The next step is to run the tutorial macro.

$ eskapade_run $TUTDIR/tutorial_5.py

Let’s discuss what we are seeing on the screen.

Loading the Eskapade ROOT library

The macro first checks the existence of the class MyPdfV3 that we just created in the previous section.

# --- 0. make sure Eskapade RooFit library is loaded

# --- load and compile the Eskapade roofit library
from esroofit import roofit_utils
roofit_utils.load_libesroofit()

# --- check existence of class MyPdfV3 in ROOT
pdf_name = 'MyPdfV3'
logger.info('Now checking existence of ROOT class {name}', name=pdf_name)
cl = ROOT.TClass.GetClass(pdf_name)
if not cl:
    logger.fatal('Could not find ROOT class {name}. Did you build and compile it correctly?', name=pdf_name)
    sys.exit(1)
else:
    logger.info('Successfully found ROOT class {name}', name=pdf_name)
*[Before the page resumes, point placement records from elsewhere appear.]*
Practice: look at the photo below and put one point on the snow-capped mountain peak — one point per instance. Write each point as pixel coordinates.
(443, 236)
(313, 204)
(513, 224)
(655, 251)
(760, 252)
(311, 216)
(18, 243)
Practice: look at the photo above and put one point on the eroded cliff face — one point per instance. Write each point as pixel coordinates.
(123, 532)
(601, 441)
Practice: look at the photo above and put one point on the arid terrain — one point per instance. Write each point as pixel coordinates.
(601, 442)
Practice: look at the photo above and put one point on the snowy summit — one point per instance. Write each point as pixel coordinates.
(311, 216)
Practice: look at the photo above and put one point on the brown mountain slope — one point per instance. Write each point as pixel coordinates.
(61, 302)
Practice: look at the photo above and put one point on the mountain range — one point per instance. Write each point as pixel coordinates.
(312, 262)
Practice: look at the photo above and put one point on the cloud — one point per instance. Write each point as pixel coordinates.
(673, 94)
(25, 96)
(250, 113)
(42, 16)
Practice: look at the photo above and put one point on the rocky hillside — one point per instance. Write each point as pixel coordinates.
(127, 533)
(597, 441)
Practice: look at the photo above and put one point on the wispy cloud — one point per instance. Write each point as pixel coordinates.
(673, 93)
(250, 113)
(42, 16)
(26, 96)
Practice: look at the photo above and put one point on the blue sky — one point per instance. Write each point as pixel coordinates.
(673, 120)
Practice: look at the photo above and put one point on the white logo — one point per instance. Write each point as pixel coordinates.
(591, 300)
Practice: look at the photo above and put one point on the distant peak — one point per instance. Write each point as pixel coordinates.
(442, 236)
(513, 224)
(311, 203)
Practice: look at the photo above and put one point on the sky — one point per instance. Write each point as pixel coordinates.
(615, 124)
In the output on the screen, look for Now checking existence of ROOT class MyPdfV3. If this was successful, it should then say Successfully found class MyPdfV3.

Instantiating a pdf

The link WsUtils, which stands for RooWorkspace utils, allows us to instantiate a pdf. Technically, one defines a model by passing strings to the rooworkspace factory. For examples on using the rooworkspace factory see basic, operations and tools for more details. The entire rooworkspace factory syntax can be found at commands.

ch = Chain('WsOps')

# --- instantiate a pdf
wsu = WsUtils(name = 'modeller')
wsu.factory = ["MyPdfV3::testpdf(y[-10,10],A[10,0,100],B[2,-10,10])"]
ch.add(wsu)

Here we use the pdf class we just created (MyPdfV3) to create a pdf called testpdf, with observable y and parameter A and B, having ranges (-10,10), (0,100) and (-10,10) respectively, and with initial values for A and B of 10 and 2 respectively.

Simulating data

The link WsUtils is then used to simulate records according to the shape of testpdf.
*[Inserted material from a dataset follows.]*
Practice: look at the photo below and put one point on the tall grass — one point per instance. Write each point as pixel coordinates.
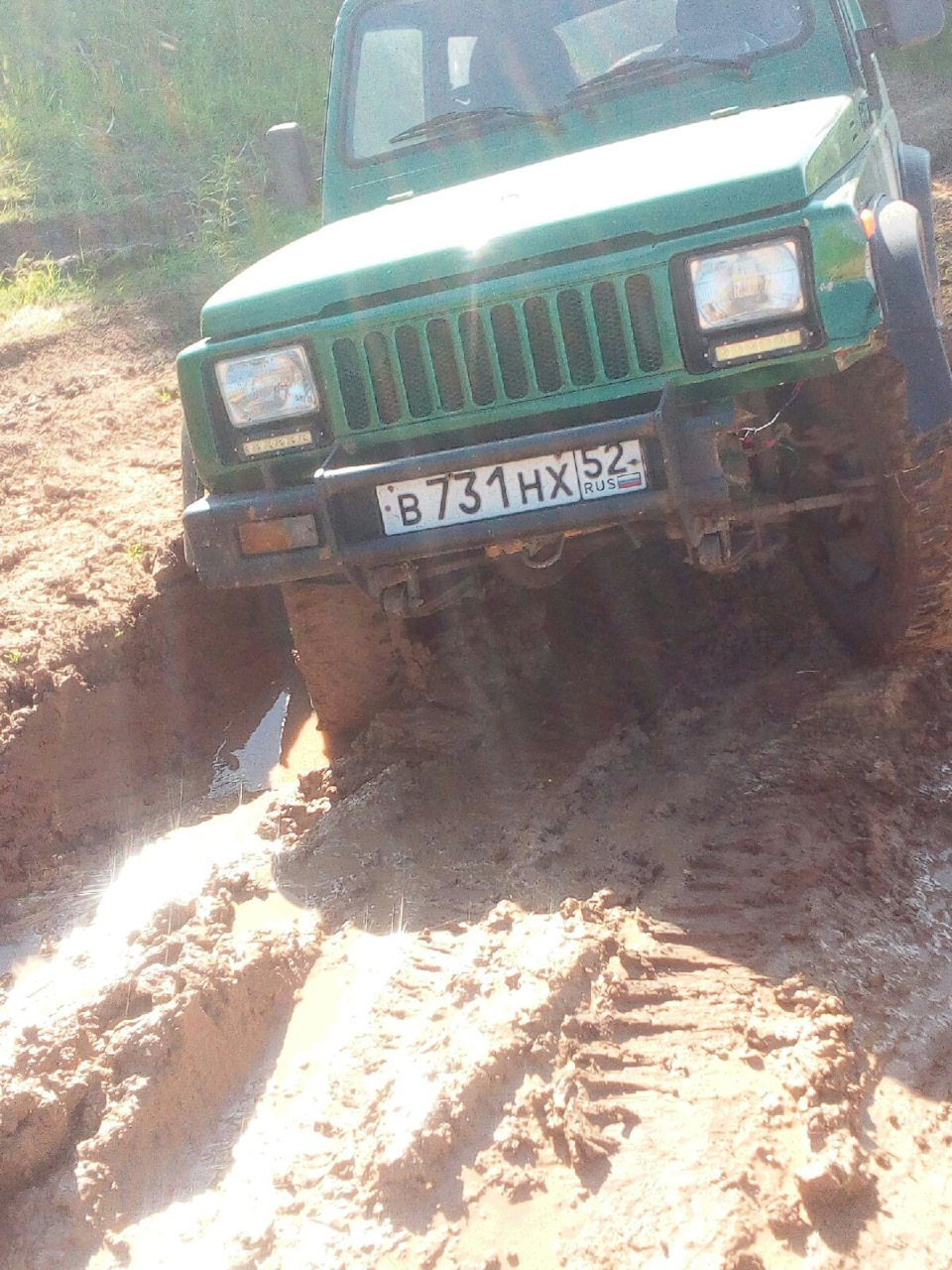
(108, 103)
wsu = WsUtils(name = 'simulater')
wsu.add_simulate(pdf='testpdf', obs='y', num=400, key='simdata')
ch.add(wsu)

Here we simulate 400 records of observable y with pdf testpdf (which is of type MyPdfV3). The simulated data is stored in the datastore under key simdata.

Fitting the data

Another version of the link WsUtils is then used to fit the simulated records with the pdf testpdf.

wsu = WsUtils(name = 'fitter')
wsu.pages_key='report_pages'
wsu.add_fit(pdf='testpdf', data='simdata', key='fit_result')
ch.add(wsu)

The link performs a fit of pdf testpdf to dataset simdata. We store the fit result object in the datastore under key fit_result. The fit knows from the input dataset that the observable is y, so that the fit parameters are A and B.

Plotting the fit result

Finally, the last version of the link WsUtils is used to plot the result of the fit on top of simulated data.
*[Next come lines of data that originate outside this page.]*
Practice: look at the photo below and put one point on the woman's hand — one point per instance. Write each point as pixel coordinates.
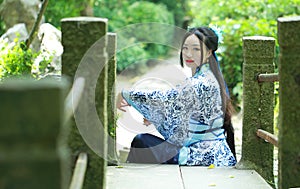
(121, 103)
(146, 122)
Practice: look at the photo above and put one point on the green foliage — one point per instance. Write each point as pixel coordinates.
(239, 18)
(123, 14)
(177, 7)
(17, 61)
(59, 9)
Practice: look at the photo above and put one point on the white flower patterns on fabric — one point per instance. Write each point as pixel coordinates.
(189, 116)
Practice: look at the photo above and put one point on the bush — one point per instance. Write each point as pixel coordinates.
(16, 61)
(138, 12)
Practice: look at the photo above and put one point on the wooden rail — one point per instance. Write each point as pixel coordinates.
(267, 137)
(268, 77)
(79, 172)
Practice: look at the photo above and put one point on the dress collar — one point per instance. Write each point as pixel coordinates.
(202, 69)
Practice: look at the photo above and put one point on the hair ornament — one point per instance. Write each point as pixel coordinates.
(218, 31)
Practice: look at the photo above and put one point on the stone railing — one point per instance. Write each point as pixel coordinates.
(258, 105)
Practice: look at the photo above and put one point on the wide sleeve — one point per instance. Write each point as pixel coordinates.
(169, 111)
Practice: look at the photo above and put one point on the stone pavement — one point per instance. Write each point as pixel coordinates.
(136, 176)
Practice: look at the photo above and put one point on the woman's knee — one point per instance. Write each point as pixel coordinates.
(138, 141)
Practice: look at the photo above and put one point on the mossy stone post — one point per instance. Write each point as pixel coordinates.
(289, 90)
(111, 110)
(31, 117)
(258, 105)
(79, 35)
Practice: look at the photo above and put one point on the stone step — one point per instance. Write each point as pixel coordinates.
(181, 177)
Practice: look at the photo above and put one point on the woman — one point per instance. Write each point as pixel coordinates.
(191, 116)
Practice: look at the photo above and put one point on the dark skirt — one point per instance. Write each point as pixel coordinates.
(147, 148)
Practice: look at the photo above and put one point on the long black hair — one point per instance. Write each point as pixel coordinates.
(208, 38)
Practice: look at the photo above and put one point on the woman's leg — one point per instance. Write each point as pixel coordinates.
(147, 148)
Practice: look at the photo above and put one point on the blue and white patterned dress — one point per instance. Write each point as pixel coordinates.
(189, 116)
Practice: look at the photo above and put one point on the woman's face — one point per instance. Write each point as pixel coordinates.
(191, 52)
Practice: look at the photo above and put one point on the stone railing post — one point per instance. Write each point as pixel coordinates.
(111, 110)
(289, 90)
(258, 105)
(33, 150)
(79, 34)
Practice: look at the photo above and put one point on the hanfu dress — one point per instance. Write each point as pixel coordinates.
(189, 117)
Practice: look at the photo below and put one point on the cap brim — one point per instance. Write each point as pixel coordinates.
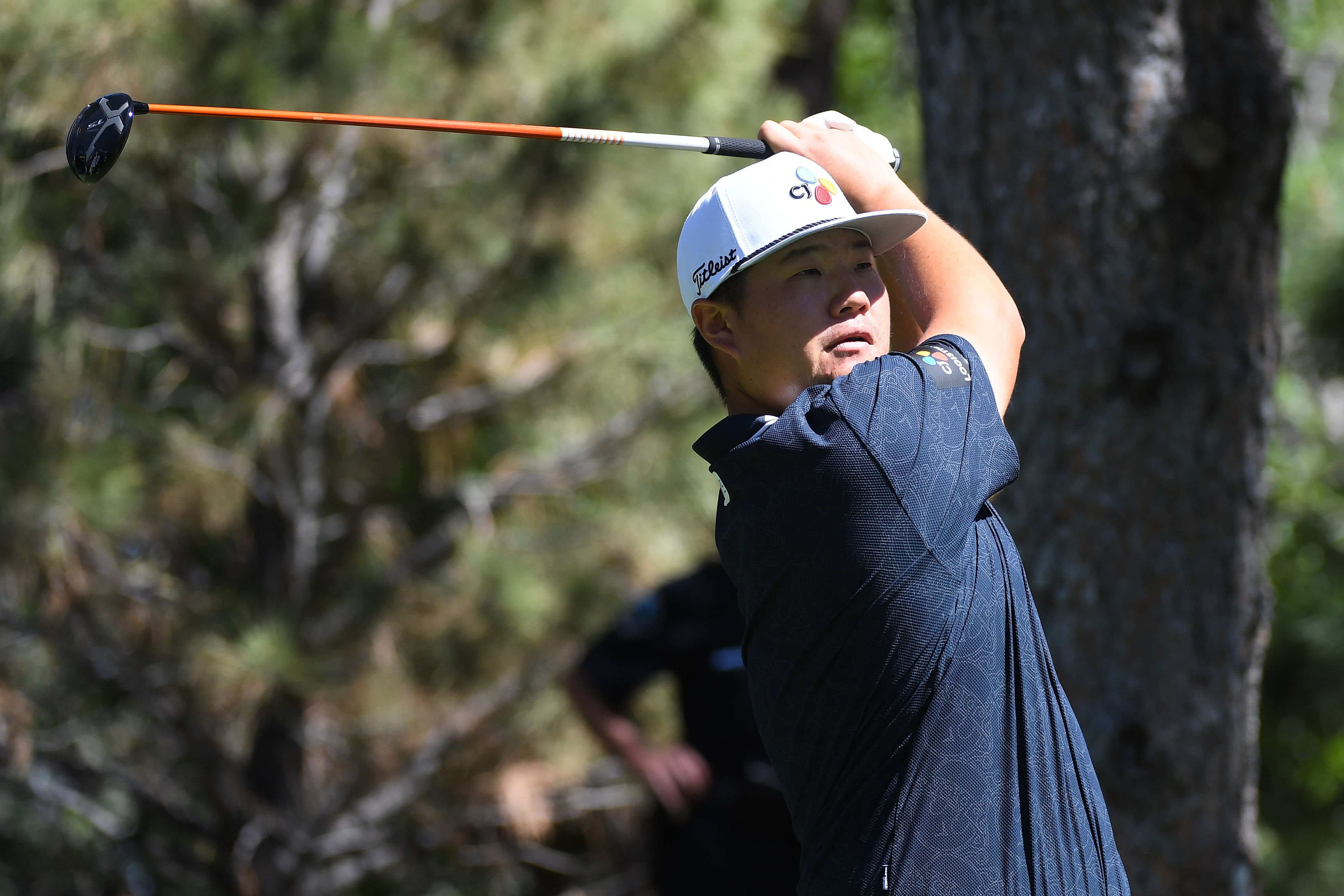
(884, 229)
wsu = WsUtils(name = 'plotter')
wsu.pages_key='report_pages'
wsu.add_plot(obs='y', data='simdata', pdf='testpdf', pdf_kwargs={'VisualizeError': 'fit_result', 'MoveToBack': ()}, key='simdata_plot')
wsu.add_plot(obs='y', pdf='testpdf', file='fit_of_simdata.pdf', key='simdata_plot')
ch.add(wsu)

This link is configured to do two things. First it plots the observable y of the the dataset simdata and then plots the fitted uncertainy band of the pdf testpdf on top of this. The plot is stored in the datastore under the key simdata_plot. Then it plots the fitted pdf testpdf without uncertainty band on top of the same frame simdata_plot. The resulting plot is stored in the file fit_of_simdata.pdf

Fit report

The link WsUtils produces a summary report of the fit it has just performed. The pages of this report are stored in the datastore under the key report_pages. At the end of the Eskapade session, the plots and latex files produced by this tutorial are written out to disk.

The fit report can be found at:

$ cd results/tutorial_5/data/v0/report/
$ pdflatex report.tex

Take a look at the resulting fit report: report.pdf. It contains pages summarizing: the status and quality of the fit (including the correlation matrix), summary tables of the floating and fixed parameters in the fit, as well as the plot we have produced.